Saturday, 15 June 2013


A dangerous move, anticipating the success of your film to such an extent that you make the entire thing as the first act of a franchise. It's all backstory. Even those conflicts which are resolved by Man of Steel's end are directly related to the origins of the character, as we know him, as Clark Kent. Perhaps not quite so dangerous, given the blatant money-making potential, and also the fact that the man we need to know here is not Clark Kent, but Kal-El. Underneath it all, he's Superman, and writer David S. Goyer's interests lie in exploring this character, not the person he pretends to be.
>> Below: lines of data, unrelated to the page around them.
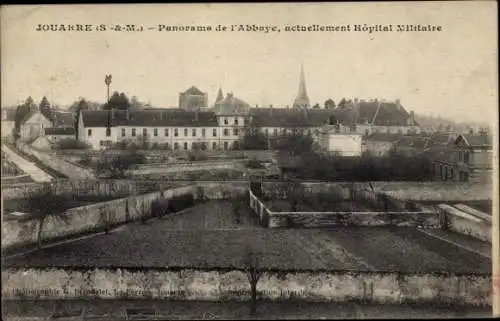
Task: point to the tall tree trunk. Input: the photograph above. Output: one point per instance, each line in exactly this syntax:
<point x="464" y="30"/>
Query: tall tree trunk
<point x="39" y="234"/>
<point x="253" y="302"/>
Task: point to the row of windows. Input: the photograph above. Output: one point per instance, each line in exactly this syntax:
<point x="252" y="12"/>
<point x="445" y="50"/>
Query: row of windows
<point x="236" y="121"/>
<point x="236" y="132"/>
<point x="463" y="156"/>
So Man of Steel is a burdensome film, trudging through scene after scene of, essentially, scene-setting, with the opening Krypton-set sequence so well-developed it outdoes the rest of the film. It's somewhat enervating, having to wade through all of this to get to a place where we feel comfortable, but Zack Snyder fills the screen with enough distractions to sate us for the time being. You know you're getting a full-course dinner with Snyder, whether you like it or not. And technically, the visual effects team (which includes Joe Letteri) has done a breathtaking job, and Hans Zimmer's score is most rousing, if also most intrusive, and possibly still going as I write this. Action scenes near the end are handled with aplomb until Snyder gets carried away intercutting them, and thus lets the air out of the lot. Religious allusions are rather clumsy and fatuous, but not too irritating. There's one hilarious expository scene that is so bad, it's like a parody of such scenes in other action films. Henry Cavill is incredibly affable for someone so attractive (he's the sort who looks odd with clothes on, you know?), which is certainly a positive, as the super-sincere Superman has often previously been a bit too goody-goody to like (a quick snap to the neck reverses that feature here). Could do with a lot more humour, but its humanistic, and anti-militaristic streak wins me over.